Rakians hid from the heat but the worms came out then. Was that a significant fact, revealing the reason for this worm to take them in a particular direction?

My mind is bouncing around like a child’s ball!

What did it signify that Rakians hid from the sun while a little Tleilaxu, a Reverend Mother, and a wild young girl went coursing across the desert atop a worm? It was an ancient pattern on Rakis. Nothing surprising about it at all. The ancient Fremen had been mostly nocturnal, though. Their modern descendants depended more on shade to protect them from the hottest sunlight.

How safe the priests felt behind their guardian moats!

Every resident of a Rakian urban center knew the qanat was out there, water running slick in shadowed darkness, trickles diverted to feed the narrow canals whose evaporation was recaptured in the windtraps.

“Our prayers protect us,” they said, but they knew very well what really protected them.

“His holy presence is seen in the desert.”

The Holy Worm.

The Divided God.

Odrade looked down at the worm rings in front of her. And here he is!

She thought of the priests among the watchers in the ‘thopters overhead. How they loved to spy on others! She had felt them watching her back in Dar-es-Balat while she awaited the arrival of Sheeana and Waff. Eyes behind the high grills of hidden balconies. Eyes peering through slits in thick walls. Eyes concealed behind mirror-plaz or staring out from shadowed places.

Odrade had forced herself to ignore the dangers while she marked the passage of time by the movement of the shadow line on a wall above her: a sure clock in this land where few kept other than suntime.

Tensions had built, amplified by the need to appear unconcerned.
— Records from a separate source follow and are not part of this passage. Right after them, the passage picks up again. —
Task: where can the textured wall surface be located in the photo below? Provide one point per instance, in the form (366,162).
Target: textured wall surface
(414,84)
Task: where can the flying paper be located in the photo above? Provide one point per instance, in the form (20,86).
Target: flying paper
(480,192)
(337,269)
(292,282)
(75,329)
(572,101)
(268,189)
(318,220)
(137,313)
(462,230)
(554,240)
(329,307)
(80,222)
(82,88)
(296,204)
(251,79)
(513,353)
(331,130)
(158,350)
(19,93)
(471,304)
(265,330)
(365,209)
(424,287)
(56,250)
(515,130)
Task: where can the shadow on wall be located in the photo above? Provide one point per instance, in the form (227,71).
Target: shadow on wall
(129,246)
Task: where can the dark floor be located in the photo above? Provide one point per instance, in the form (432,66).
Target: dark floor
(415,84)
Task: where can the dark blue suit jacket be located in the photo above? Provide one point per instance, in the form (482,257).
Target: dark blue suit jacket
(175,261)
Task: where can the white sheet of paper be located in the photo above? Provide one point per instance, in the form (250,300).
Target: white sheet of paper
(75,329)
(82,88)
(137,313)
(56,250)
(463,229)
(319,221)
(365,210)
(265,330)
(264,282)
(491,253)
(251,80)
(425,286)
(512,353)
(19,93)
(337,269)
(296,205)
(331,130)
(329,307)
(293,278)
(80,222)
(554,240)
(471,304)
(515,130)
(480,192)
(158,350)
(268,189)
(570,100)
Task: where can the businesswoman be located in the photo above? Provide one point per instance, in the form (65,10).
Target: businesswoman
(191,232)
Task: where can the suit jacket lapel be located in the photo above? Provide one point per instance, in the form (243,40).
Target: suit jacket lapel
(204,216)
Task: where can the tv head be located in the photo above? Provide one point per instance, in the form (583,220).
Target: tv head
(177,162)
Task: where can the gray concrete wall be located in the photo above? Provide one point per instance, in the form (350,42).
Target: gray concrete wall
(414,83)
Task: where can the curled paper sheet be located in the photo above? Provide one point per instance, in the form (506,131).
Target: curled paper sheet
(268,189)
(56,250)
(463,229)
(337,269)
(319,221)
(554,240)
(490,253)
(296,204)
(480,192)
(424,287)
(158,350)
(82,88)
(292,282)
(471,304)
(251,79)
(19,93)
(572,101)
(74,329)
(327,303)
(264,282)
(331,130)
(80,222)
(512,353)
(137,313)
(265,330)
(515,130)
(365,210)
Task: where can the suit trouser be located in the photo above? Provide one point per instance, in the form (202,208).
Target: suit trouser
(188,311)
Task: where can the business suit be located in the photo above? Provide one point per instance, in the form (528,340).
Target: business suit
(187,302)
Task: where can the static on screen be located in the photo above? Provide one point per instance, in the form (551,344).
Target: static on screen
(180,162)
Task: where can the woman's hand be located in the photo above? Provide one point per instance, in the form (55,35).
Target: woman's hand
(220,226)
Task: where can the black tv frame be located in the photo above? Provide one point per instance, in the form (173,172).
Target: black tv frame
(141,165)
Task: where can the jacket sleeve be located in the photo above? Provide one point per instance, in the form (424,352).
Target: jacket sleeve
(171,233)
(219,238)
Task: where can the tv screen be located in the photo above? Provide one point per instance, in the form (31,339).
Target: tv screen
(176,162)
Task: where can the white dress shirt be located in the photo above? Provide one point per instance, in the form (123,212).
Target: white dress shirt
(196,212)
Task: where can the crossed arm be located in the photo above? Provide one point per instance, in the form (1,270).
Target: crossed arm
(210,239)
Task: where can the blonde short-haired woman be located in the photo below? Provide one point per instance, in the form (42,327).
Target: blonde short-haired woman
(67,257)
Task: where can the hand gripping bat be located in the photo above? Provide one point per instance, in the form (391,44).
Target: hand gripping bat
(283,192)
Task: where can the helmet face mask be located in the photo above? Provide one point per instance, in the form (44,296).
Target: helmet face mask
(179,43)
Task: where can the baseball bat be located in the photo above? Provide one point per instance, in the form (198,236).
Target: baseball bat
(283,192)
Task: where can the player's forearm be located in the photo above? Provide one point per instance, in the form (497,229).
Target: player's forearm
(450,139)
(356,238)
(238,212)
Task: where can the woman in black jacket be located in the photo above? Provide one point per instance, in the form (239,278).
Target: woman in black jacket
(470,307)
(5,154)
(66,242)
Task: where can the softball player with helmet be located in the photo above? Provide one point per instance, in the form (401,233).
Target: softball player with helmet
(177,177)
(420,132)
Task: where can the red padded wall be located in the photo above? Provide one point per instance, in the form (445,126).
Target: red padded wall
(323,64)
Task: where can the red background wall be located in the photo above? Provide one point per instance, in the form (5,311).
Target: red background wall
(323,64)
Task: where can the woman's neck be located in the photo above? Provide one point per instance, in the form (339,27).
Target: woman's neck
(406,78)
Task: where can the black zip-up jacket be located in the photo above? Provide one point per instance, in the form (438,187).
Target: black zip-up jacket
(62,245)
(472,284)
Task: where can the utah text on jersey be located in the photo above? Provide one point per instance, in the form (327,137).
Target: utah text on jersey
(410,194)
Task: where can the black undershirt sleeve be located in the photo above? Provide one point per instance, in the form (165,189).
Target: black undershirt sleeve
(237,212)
Would they attack? Would they dare, knowing that she had taken her own precautions? How angry were the priests at being forced to join the Tleilaxu in this secret triumvirate? Her Reverend Mother advisors from the Keep had not liked this dangerous baiting of the priests.

“Let one of us be the bait!”

Odrade had been adamant: “They would not believe it. Suspicions would keep them away. Besides, they are sure to send Albertus.”

So Odrade had waited in the Dar-es-Balat courtyard, green-shadowed in the depths where she stood looking upward at the sunline six stories overhead — past lacy balustrades at each balconied level: green plants, brilliant red, orange, and blue flowers, a rectangle of silvery sky above the tiers.